The mother v daughter battle is put under a magnifying glass by Yvonne Coppard, helped by Ros Asquith’s sharp but affectionate cartoons, in a book whose title (a speech bubble) says it all: Not dressed like that, you don’t! (Piccadilly, 185340 156 0, £8.95; 1 85340 186 2, £4.95 pbk). Like all the best ideas, it is utterly straightforward – a year from the diaries of a 15-year-old and her mother. Astute and unpretentious, its tongue-in-cheek contrasts make palatable its helpful little message: mums have worries of their own, mums can remember what it’s like, and mums do care.
Two challenging novels demand as much as they reward-stimulating and provocative for the right readership, frustratingly off-putting for the wrong. The central characters of Johnny, My Friend, a Swedish prizewinner set in the Stockholm of the fifties, by Peter Pohl, translated by Laurie Thompson (Turton & Chambers, 1872148 70 0, £8.95). are around twelve, but the hook is discursively long and tantalising mysterious-who is young Johnny, adored that summer to the point of idolatry by the now-older narrator, and what has happened to him? At first I felt bogged down, skipping to get on with it, and irritatedly puzzled, but its haunting tragedy propelled me into a second reading that captured my heart and lingered in my mind.

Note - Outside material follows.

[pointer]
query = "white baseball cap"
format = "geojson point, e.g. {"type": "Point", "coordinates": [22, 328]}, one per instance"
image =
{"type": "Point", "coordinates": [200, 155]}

A novel to ponder on is another Parcel of Patterns tour-de-force from Jill Paton Walsh – this time, Grace Darling giving her own account of that famous rescue and the bitter aftermath among the community of North Sunderland: Grace (Viking, 0 670 83820 9, £8.99). Its calm flow and spiritual gentleness make it hard to resist the temptation to describe it as full of grace; certainly, its total empathy provides a fine piece of social history. But the eerily perfect 1830s style, quiet pace (reining in a turmoil of emotions as great as any storm) and long passages of unbroken narrative may well demand an older. more experienced readership, one willing to stop and savour.
For the youngest teens, two subtly delicate novels that still offer rattling good stories: Along a Lonely Road, by Catherine Sefton (Hamish Hamilton, 0 241 13136 7, £8.99), is a short thriller, told with beautiful simplicity through the eyes of the eldest girl, about the emotions of a remote rural family held hostage by criminals, while Ann Phillips provides gentle frisson in A Haunted Year (Oxford, 0 19 271650 6, £8.95), exploring themes of friendship and family life in a 1910 story about a maliciously tenacious ghost.